Structural curves persist when a person bends, and non-structural curves tend to disappear. (It should be noted that sometimes muscle spasms or a growing spine can cause non-structural scoliosis, which shows a curve when bending.)
In children and adolescents with mild curvatures or in older adolescents with more severe curvatures, but whose growth has stopped or slowed, X-rays should be done every few months in order to detect the increased severity. Young adults with scoliosis should be sure to keep X-rays indefinitely in case back problems develop later in adulthood and need to be re-examined.
cup method. The degree of the curve is almost always calculated using a technique known as the Cobb method.
On an X-ray of the spine, the examiner draws two lines: one line that extends outward and upward from the upper vertebra edge of the curve. The second line extends outward and downward from the lower vertebrae. Then a vertical line is drawn between the two lines. The angle of intersection is measured to determine the degree of bending.
The Cobb method is limited because it cannot fully define the three dimensions of the spine. So they are not effective in determining spinal rotation or kyphosis. It also tends to overestimate the curve. Other diagnostic tools are needed to make a more accurate diagnosis.
A new technique that uses calculations based on geometric principles for the apex of the curve as well as the top and bottom of the curve to determine all dimensions of the curve may prove to be accurate.
Determine the end of growth
Even if the curve is calculated accurately, it is still difficult to predict whether or not scoliosis will progress. One way to predict whether or not the curvature will progress is to know when the child will stop growing. If a child has years to grow, the spine has more time to progress. If a child stops growing within a year, the progress should be very slight. (It should be noted, however, that some progression occurs in approximately 70% of the curves even after the spine has matured.)
Knowing a child's age is of course the first step in estimating the end of development. In addition, other methods have been developed to help predict the end of the growth phase.
One method is called the Risser's sign, which quantifies the amount of bone in the area at the top of the hip bone. A low score indicates that the skeleton still has significant growth; A high score means that the child has almost stopped growing and a small curve is unlikely to progress much further. The Rieser scale varies between genders and boys.

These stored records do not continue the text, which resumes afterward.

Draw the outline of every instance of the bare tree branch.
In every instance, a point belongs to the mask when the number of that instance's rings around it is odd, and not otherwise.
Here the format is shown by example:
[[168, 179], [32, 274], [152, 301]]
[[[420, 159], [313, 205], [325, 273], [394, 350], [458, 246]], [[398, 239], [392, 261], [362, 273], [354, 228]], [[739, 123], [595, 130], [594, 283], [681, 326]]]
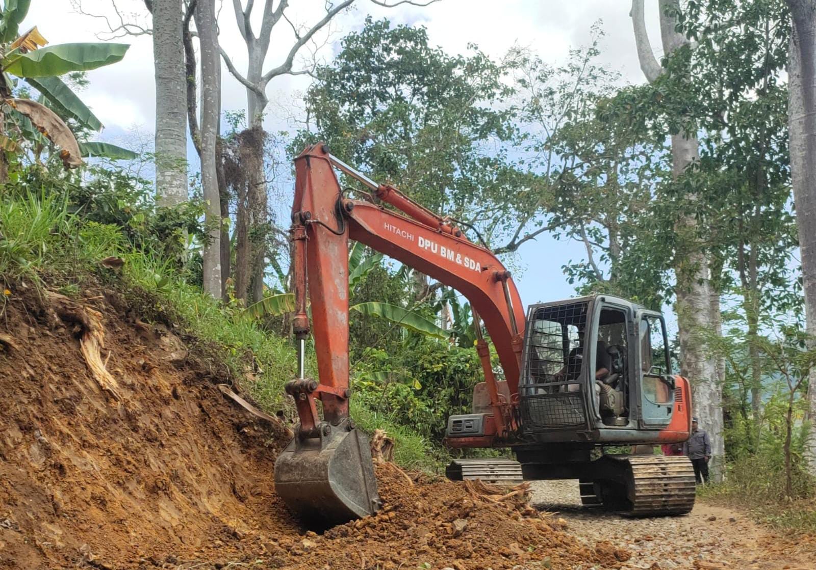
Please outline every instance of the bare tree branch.
[[397, 2], [389, 3], [388, 0], [371, 0], [371, 3], [376, 4], [377, 6], [382, 6], [385, 8], [393, 8], [400, 6], [401, 4], [424, 7], [428, 6], [429, 4], [436, 3], [439, 1], [440, 0], [428, 0], [428, 2], [415, 2], [415, 0], [397, 0]]
[[[136, 22], [129, 21], [126, 18], [126, 15], [119, 9], [117, 5], [117, 0], [110, 0], [111, 7], [113, 8], [113, 13], [115, 14], [116, 20], [118, 20], [118, 24], [116, 21], [111, 21], [107, 15], [104, 14], [94, 14], [91, 12], [86, 11], [82, 7], [82, 0], [71, 0], [71, 6], [74, 11], [82, 15], [90, 16], [91, 18], [95, 18], [96, 20], [101, 20], [104, 21], [105, 26], [107, 26], [108, 30], [104, 32], [100, 32], [95, 34], [97, 38], [103, 40], [112, 40], [117, 38], [124, 38], [125, 36], [145, 36], [151, 35], [153, 30], [148, 27], [146, 24], [141, 24]], [[148, 11], [153, 12], [153, 2], [150, 0], [144, 0], [144, 4], [148, 9]], [[135, 16], [135, 14], [128, 14], [126, 15]]]
[[337, 15], [338, 12], [348, 7], [354, 2], [354, 0], [344, 0], [339, 4], [328, 9], [326, 12], [326, 15], [319, 22], [312, 26], [305, 34], [304, 34], [299, 39], [298, 39], [292, 48], [289, 51], [289, 55], [286, 56], [286, 60], [278, 65], [277, 68], [273, 68], [261, 77], [262, 83], [266, 86], [266, 84], [274, 77], [278, 75], [283, 75], [284, 73], [288, 73], [292, 70], [292, 64], [295, 61], [295, 56], [297, 55], [298, 51], [303, 47], [304, 44], [308, 42], [312, 36], [317, 33], [323, 26], [329, 23], [329, 21]]
[[238, 24], [238, 31], [244, 41], [249, 42], [252, 36], [252, 29], [250, 25], [250, 14], [252, 12], [252, 0], [246, 4], [245, 9], [241, 5], [241, 0], [233, 0], [233, 7], [235, 8], [235, 21]]
[[595, 263], [595, 255], [592, 254], [592, 245], [589, 242], [589, 238], [587, 236], [587, 228], [584, 228], [583, 224], [581, 224], [581, 239], [583, 240], [583, 245], [587, 248], [587, 258], [589, 261], [589, 265], [592, 267], [592, 271], [595, 272], [595, 278], [599, 281], [605, 281], [604, 279], [604, 274], [601, 272], [598, 269], [597, 263]]
[[269, 47], [269, 37], [272, 34], [272, 29], [275, 27], [281, 16], [283, 15], [283, 11], [289, 6], [289, 1], [281, 0], [277, 5], [277, 8], [275, 10], [272, 9], [272, 6], [273, 1], [267, 0], [266, 4], [264, 6], [264, 19], [260, 23], [260, 35], [258, 36], [258, 40], [261, 42], [264, 53], [266, 53], [266, 51]]
[[632, 0], [632, 25], [635, 29], [635, 44], [637, 46], [637, 59], [641, 62], [641, 69], [646, 76], [646, 80], [652, 83], [660, 77], [663, 68], [654, 57], [652, 45], [649, 42], [646, 33], [645, 18], [643, 15], [643, 0]]
[[193, 49], [193, 33], [190, 20], [198, 0], [187, 2], [184, 18], [181, 22], [182, 42], [184, 46], [184, 74], [187, 85], [187, 124], [190, 129], [190, 139], [198, 156], [202, 155], [201, 132], [198, 130], [198, 109], [196, 104], [196, 54]]
[[[530, 233], [525, 235], [524, 237], [522, 237], [521, 239], [514, 238], [511, 240], [508, 243], [505, 244], [504, 245], [502, 245], [501, 247], [498, 247], [495, 250], [494, 250], [493, 253], [499, 254], [507, 254], [512, 251], [516, 251], [524, 242], [530, 241], [530, 240], [534, 240], [536, 237], [538, 237], [540, 234], [543, 233], [544, 232], [550, 232], [551, 230], [554, 230], [560, 225], [561, 224], [551, 223], [547, 226], [542, 226], [534, 232], [530, 232]], [[520, 233], [521, 232], [517, 232], [517, 235]]]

Scoliosis treatment has undergone significant changes over the past decade and a number of options are available.
The general rule for treating scoliosis is to monitor the condition if the curve is less than 20 degrees and consider treating curves greater than 25 degrees or those that progress by 10 degrees during monitoring. However, whether scoliosis is treated right away or just monitored is not an easy decision. The percentage of cases that will progress more than 5 degrees can be as low as 5% in certain cases and as high as 50% to 90% depending on severe curves or other predisposing factors:
• age. In general, the older the child, the less likely the curve will progress. Experts estimate that curves less than 19 degrees will progress by 10% in girls between the ages of 13 and 15 and 4% in children older than 15. (In some rare severe cases, the curvature may worsen even after treatment and the end of growth due to the pressure of body weight on the abnormal curvature.

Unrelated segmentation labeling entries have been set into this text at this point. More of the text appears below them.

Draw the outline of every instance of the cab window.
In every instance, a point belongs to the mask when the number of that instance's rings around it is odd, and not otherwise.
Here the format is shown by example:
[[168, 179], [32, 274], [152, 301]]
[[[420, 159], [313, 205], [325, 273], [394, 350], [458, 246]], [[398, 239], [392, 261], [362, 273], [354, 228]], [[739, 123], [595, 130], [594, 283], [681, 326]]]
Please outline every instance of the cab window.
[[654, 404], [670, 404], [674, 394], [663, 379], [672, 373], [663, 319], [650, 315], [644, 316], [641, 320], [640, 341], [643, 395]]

• Gender. Girls are more likely to progress than boys.
• bending site
. Thoracic curves, those at the top of the spine, are more likely to develop from thoracolumbar curves or lumbar curves, those in the middle of the spine to the bottom.
• Intensity of bending. The higher the score, the more likely the lungs will be affected.
• The presence of other health conditions. Children in poor health may experience more stressful scoliosis treatments than other children. On the other hand, children with existing conditions that threaten lung and heart problems may need immediate and aggressive treatment.